ぎをん齋藤
ぎをん齋藤

女将思い出語り

主人の美の追求

国民と共に大戦を乗り越えて日本に再び平和を取り戻して下さった昭和天皇が、昭和六十三年秋より御体調を崩され、私たちは一喜一憂の中、年明け正月早々に崩御されました。とても国民に愛され、慈しみ深い昭和天皇の御顔を思い出します。

元号は平成へと移り、我家も祖母、義父と続きに亡くして、いよいよ主人の着物づくり時代に入っていきました。

当時主人は日常の業務終わり、午後三時頃から北山の資料館へ通い、染織についての美術史、古書等の勉強をして帰宅が夜七時頃になっていました。そんな日課の繰り返しの中、資料館の事務職員の方が主人の熱心な姿に共鳴して下さり、カメラを持ち込み美術本や図柄等、資料の撮影の許可を下さいました。

閲覧には時間的に限界がありましたので、大変有難いご厚意でした。その当時は給料に余裕がなく、美術本を思うように買い求める事が出来なくてさぞ、主人は情けないと自責の念だった事でしょう。写真・ファイルを見ながらの自宅での染織の勉強は深夜まで続き、だんだんと自身の作風の基礎が出来ていったようです。

現在まで連綿と引き継がれて来た染織品にはそれなりの「美や格調」があり、その中で主人がどこに焦点を合わせて着物づくりするべきか…を確認して来たのですが…その為、本や写真では物足りなくなり、実物の古裂を手に取って益々の研究に移行しています。

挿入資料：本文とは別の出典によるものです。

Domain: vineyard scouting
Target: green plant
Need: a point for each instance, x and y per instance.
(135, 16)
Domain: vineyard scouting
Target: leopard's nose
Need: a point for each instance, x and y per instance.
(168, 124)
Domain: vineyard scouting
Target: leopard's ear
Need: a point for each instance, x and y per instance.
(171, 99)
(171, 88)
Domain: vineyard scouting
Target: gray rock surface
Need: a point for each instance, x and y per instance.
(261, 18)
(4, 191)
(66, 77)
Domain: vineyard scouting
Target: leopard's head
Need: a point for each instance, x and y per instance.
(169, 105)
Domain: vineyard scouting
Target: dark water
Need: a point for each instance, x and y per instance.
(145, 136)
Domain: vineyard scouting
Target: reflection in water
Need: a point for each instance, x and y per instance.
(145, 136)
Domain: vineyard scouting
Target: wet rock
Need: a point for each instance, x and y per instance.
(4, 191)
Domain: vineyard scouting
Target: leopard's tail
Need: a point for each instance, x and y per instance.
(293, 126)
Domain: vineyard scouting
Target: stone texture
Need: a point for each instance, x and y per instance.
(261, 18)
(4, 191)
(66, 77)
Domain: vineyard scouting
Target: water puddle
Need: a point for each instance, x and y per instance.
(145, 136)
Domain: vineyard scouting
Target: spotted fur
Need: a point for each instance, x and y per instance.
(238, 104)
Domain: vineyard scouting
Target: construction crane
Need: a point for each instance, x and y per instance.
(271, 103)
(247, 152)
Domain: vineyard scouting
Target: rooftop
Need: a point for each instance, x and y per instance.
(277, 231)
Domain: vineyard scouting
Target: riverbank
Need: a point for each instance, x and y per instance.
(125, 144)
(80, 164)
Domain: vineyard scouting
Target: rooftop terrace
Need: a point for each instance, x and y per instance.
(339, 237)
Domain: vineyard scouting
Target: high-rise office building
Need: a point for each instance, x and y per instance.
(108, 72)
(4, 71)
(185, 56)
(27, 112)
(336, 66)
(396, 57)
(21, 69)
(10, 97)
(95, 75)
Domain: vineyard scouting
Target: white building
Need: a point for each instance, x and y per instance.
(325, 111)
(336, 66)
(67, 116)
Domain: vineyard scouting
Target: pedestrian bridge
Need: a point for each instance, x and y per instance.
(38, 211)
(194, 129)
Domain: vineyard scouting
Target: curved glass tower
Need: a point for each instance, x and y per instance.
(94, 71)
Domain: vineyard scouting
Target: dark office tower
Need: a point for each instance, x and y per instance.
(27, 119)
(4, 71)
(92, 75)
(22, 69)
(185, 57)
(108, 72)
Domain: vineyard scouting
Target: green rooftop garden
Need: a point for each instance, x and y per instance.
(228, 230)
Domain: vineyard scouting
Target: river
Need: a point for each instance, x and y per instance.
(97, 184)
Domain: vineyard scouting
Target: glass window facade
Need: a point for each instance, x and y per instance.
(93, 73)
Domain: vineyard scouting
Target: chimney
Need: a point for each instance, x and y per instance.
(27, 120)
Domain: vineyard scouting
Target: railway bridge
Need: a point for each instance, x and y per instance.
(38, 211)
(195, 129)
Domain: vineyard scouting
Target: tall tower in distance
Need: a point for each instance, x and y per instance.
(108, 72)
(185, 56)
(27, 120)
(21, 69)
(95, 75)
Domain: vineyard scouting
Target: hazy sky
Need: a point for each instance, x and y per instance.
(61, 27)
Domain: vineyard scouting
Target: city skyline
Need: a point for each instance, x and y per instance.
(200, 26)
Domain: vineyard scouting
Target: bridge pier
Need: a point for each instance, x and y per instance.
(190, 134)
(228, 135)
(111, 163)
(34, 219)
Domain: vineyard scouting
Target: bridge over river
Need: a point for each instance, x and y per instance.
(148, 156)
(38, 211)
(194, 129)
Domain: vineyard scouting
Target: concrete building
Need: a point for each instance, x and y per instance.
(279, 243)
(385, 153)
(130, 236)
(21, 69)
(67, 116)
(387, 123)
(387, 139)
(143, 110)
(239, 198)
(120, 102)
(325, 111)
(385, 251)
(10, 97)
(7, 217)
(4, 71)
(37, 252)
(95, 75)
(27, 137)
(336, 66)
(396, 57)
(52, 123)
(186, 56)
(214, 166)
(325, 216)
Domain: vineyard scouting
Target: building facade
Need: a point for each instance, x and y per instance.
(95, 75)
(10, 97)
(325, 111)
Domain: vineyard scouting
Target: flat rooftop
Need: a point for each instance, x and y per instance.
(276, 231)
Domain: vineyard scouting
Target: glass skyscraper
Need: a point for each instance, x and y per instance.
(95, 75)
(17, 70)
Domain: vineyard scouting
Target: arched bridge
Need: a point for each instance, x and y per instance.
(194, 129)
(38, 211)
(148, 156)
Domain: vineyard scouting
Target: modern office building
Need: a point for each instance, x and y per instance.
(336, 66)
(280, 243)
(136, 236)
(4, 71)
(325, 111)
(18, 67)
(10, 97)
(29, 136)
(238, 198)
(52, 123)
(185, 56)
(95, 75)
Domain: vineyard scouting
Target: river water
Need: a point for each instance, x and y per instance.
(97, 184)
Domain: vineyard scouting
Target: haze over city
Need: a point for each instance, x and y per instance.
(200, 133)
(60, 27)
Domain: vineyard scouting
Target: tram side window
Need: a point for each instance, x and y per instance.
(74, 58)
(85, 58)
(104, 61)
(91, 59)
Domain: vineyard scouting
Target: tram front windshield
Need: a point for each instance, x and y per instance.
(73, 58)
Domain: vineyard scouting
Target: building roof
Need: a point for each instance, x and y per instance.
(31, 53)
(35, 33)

生来が凝り性なので、古裂の蒐集に没頭していきました。その為に日曜、休日は博物館、美術館、神社仏閣を歩き廻るのです。休日くらいは子どもの面倒をみて欲しいと思いましたが、私の思惑は外れ「イラ!イラ!」としましたが、そこは「ガマン!ガマン!」と頭をクールダウンさせて店の雑務に追われました。